Les jeunes musulmans plébiscitent un modèle libéral de laïcité.

« Les nouvelles générations musulmanes intensifient leur rapport à leur religion, mais cette dynamique s’observe aussi dans le catholicisme et le judaïsme »

Tribune

L’historien Charles Mercier et le politiste Philippe Portier reviennent, dans une tribune au « Monde », sur les résultats du sondage IFOP paru le 18 novembre, consacré au rapport à l’islam et à l’islamisme des musulmans français.

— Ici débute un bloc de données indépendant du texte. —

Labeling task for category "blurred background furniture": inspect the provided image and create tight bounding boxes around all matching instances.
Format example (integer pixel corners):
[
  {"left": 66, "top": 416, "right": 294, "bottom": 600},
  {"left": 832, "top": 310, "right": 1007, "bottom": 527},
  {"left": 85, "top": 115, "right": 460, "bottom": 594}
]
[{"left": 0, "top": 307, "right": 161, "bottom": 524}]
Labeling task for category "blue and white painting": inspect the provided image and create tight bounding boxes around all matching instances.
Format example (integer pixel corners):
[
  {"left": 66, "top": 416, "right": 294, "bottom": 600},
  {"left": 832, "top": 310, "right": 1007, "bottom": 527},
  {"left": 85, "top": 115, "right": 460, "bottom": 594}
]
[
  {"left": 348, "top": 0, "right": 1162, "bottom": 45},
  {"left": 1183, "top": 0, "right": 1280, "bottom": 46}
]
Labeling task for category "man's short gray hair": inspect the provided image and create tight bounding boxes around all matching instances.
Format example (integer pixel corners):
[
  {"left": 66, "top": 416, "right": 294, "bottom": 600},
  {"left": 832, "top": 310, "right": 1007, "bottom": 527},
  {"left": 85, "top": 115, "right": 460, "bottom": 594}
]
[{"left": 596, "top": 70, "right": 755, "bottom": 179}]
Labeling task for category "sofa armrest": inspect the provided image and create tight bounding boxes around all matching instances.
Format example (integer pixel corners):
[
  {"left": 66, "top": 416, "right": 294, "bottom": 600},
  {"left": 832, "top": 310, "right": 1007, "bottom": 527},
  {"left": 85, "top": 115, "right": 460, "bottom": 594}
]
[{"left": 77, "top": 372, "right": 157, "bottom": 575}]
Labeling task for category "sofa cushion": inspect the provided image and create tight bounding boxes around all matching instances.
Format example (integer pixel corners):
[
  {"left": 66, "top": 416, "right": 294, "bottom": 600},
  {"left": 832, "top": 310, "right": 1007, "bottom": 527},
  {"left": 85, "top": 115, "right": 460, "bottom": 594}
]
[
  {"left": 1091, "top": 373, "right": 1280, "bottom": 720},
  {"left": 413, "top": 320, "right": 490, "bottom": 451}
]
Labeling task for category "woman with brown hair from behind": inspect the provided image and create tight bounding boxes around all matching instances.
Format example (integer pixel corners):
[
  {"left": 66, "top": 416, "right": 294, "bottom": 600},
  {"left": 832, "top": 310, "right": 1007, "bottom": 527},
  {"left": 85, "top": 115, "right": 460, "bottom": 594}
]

Publié le 28 novembre 2025 à 18h00, modifié hier à 02h39  Temps de Lecture 3 min. Read in English

Le sondage de l’IFOP sur « le rapport à l’islam et à l’islamisme des musulmans de France », publié le 18 novembre, a suscité, comme à chaque fois que ce genre d’enquête est divulgué, un flot de réactions déplorant un mouvement de radicalisation et d’islamisation des musulmans vivant en France, et l’impression d’un naufrage des valeurs républicaines.

Au sein de cette population qui se déclare affiliée à l’islam et qui représente 7 % des personnes vivant sur le sol métropolitain, les jeunes concentrent les inquiétudes, tant ils semblent gagnés par le rigorisme et le séparatisme culturel et politique.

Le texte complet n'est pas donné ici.